Tumori, smascherati i “poliziotti infedeli”


Anche le nostre cellule, non di rado, sono soggette a casi di corruzione reiterata. Capita ai macrofagi, cellule dell’immunità, presenti in gran numero nei tumori: invece di svolgere il proprio ruolo di difesa contro lo sviluppo del cancro, ne favoriscono addirittura l’azione devastatrice. Insomma, proprio come dei «poliziotti corrotti», anziché arrestare i malviventi li aiutano a commettere le malefatte senza alzare un dito.

Fin qui nulla di nuovo nella copiosa letteratura scientifica del ramo. Il problema che si ponevano i ricercatori era indagare a fondo il microambiente infiammatorio che circonda la cellula tumorale e, possibilmente, eliminare, oltre che le cellule tumorali, anche i «poliziotti corrotti», per i quali, però, la pena di morte potrebbe non essere necessaria visto che tali «poliziotti», i macrofagi, possono essere «rieducati». E, così facendo, aiutare i farmaci nella lotta contro tumori come sarcomi e carcinomi dell’ovaio.

Una scoperta effettuata a Milano mostra oggi che una molecola ricavata dalle “miniere biologiche” del Mar dei Caraibi, la trabectedina, recentemente approvata in Europa e in molti altri Paesi per il trattamento dei sarcomi dei tessuti molli e del cancro ovarico, non solo uccide le cellule tumorali e ne blocca la proliferazione interagendo con il Dna ma fa molto di più.

Il nuovo composto, noto per essere il primo farmaco antitumorale di origine marina arrivato sul mercato, è capace anche di colpire il microambiente tumorale. Del resto, il mare è una fonte ricchissima di biodiversità, ma ancora non pienamente sfruttata dalla moderna farmacologia.

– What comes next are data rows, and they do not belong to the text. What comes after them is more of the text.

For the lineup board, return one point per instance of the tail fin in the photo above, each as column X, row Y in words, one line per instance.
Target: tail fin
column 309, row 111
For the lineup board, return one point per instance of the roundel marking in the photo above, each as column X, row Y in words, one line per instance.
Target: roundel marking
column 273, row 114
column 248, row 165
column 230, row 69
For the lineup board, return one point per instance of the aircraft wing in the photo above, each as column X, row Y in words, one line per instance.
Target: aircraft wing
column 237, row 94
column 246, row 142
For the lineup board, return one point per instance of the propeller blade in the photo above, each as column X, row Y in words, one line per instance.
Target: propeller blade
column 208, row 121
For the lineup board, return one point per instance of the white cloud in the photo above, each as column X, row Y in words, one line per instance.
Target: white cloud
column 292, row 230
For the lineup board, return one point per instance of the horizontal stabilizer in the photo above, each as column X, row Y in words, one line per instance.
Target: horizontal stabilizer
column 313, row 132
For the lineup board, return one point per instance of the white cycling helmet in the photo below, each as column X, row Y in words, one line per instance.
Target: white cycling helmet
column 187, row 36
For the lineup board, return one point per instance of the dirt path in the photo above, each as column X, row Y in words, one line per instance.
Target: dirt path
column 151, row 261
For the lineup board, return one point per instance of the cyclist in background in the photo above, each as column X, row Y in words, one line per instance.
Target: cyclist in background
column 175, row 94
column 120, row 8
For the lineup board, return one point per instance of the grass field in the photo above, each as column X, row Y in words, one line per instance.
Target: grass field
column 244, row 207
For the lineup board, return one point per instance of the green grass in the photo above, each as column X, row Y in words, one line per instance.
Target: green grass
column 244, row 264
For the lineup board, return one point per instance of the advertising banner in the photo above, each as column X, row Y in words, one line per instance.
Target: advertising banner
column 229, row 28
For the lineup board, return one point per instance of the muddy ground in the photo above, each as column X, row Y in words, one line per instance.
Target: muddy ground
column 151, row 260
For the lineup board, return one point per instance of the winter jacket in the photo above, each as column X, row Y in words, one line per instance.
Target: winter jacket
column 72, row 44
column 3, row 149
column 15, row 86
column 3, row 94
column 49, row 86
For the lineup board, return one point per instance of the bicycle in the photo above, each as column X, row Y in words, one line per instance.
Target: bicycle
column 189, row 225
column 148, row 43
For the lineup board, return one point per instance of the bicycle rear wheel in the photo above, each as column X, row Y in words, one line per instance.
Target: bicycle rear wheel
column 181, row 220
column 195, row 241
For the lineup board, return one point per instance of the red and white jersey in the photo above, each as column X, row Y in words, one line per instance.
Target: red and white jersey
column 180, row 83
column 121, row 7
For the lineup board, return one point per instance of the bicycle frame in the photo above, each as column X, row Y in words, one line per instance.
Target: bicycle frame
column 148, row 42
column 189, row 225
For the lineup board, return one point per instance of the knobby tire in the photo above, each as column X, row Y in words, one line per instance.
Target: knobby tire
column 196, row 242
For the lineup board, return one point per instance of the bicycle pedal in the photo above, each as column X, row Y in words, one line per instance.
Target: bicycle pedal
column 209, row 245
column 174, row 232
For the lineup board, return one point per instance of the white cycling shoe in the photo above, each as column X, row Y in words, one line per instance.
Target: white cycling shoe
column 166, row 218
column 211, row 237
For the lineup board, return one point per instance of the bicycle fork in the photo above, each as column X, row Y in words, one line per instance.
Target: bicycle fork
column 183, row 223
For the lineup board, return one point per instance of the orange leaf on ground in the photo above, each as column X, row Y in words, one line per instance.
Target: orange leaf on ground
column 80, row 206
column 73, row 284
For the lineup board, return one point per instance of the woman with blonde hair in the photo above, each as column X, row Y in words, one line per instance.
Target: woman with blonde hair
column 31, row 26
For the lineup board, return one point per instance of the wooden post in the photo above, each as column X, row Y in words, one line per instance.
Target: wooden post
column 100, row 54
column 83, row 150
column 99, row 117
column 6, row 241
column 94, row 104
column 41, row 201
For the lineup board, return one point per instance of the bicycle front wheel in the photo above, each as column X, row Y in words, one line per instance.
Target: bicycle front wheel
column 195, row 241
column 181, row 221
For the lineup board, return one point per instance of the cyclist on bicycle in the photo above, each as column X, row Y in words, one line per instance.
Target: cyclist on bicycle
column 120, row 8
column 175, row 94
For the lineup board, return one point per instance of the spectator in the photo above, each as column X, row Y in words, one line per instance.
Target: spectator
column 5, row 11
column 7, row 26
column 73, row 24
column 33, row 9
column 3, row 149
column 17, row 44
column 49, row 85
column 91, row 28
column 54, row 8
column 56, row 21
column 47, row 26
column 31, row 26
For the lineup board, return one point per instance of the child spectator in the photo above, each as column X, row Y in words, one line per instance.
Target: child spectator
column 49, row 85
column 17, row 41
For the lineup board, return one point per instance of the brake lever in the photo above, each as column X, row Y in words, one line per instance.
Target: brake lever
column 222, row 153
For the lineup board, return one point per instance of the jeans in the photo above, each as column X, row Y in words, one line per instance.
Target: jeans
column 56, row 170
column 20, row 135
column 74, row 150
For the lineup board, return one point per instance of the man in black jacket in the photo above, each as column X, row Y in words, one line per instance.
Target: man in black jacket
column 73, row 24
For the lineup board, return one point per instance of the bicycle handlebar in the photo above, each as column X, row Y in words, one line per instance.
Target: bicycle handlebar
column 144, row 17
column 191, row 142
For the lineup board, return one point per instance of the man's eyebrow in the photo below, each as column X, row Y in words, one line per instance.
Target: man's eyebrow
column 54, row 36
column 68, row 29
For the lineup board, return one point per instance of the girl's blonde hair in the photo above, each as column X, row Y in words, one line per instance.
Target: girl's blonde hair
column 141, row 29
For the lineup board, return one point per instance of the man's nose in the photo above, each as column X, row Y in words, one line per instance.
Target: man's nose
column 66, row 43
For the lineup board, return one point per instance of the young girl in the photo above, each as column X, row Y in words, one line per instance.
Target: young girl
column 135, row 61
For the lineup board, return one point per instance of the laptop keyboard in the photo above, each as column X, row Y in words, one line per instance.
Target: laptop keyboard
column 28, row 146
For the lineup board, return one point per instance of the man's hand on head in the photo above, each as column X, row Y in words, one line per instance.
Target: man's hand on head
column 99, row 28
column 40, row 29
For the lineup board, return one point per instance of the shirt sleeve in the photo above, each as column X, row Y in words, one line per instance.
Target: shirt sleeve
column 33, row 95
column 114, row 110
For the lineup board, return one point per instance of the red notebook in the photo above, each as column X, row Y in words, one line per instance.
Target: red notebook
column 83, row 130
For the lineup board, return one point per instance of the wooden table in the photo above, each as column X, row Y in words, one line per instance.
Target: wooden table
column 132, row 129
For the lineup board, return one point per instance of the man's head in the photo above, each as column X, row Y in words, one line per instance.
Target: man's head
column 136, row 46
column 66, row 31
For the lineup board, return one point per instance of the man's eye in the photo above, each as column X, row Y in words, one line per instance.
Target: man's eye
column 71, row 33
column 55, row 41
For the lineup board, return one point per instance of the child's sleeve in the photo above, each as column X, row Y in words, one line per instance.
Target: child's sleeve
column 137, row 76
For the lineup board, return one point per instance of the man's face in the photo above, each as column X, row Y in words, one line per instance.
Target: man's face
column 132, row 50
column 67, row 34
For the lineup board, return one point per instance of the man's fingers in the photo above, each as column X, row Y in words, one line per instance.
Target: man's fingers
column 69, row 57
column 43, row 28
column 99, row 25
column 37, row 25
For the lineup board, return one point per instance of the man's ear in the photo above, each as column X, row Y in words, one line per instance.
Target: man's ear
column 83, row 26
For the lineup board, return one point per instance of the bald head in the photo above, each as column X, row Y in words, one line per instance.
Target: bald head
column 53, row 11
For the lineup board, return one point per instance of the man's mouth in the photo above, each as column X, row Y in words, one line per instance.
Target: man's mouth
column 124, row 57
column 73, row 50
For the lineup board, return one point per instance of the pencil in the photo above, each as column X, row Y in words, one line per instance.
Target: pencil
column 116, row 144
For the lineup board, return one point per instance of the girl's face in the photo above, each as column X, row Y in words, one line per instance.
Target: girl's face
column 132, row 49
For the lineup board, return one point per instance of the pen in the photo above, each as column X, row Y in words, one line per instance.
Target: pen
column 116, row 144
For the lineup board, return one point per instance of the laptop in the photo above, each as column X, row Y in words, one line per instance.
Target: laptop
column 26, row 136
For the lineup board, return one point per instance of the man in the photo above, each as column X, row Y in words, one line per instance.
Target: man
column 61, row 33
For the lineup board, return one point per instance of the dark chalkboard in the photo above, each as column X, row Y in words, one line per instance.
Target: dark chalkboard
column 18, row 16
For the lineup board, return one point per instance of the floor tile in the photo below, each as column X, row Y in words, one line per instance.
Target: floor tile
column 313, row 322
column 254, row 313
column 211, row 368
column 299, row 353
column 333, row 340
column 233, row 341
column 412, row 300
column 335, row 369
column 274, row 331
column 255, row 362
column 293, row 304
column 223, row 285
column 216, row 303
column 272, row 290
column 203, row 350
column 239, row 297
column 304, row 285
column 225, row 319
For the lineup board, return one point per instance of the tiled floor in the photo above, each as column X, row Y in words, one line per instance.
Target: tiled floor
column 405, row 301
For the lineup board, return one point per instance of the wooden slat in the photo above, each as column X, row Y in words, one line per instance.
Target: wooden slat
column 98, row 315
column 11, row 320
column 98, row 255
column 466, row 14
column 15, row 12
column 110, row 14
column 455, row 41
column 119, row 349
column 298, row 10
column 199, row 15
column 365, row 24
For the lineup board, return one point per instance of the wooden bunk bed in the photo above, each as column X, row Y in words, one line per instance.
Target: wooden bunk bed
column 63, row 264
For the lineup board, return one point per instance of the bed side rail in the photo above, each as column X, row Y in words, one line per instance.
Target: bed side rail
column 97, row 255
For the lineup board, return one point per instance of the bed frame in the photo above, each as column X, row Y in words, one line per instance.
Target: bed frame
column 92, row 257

Il risultato dello studio tutto italiano è di assoluto rilievo, tanto da guadagnare la vetrina della prestigiosa rivista oncologica Cancer Cell. E porta la firma dei ricercatori dell’Istituto clinico Humanitas, coordinati da Paola Allavena, responsabile del Laboratorio di Immunologia cellulare, e di Maurizio D’Incalci, direttore del Dipartimento di oncologia dell’Istituto di Ricerche farmacologiche “Mario Negri”; lo studio è stato condotto in collaborazione con l’Istituto nazionale dei Tumori (Int) – unità di Oncologia medica dei tumori mesenchimali dell’adulto, diretta da Paolo Casali; unità di Immunologia dei tumori umani, diretta da Andrea Anichini; e Silvana Pilotti, dell’unità di Patologia – e l’Università degli studi di Milano.

Più in particolare, spiega una nota dell’Int, «trabectedina uccide un sottogruppo di cellule immunitarie che popolano il tessuto tumorale e sono note come macrofagi associati al tumore (Tam). Queste cellule del sistema immunitario», lungi dal proteggere l’organismo, come dovrebbero fare, «vengono corrotte dal tumore e aiutano le cellule cancerose in diversi modi, ad esempio producendo fattori di crescita che stimolano la proliferazione tumorale e lo sviluppo di nuovi vasi, o la disseminazione del tumore. Oggi è noto che la presenza di Tam nel microambiente tumorale è significativamente associata a resistenza alla chemioterapia e alla progressione di malattia».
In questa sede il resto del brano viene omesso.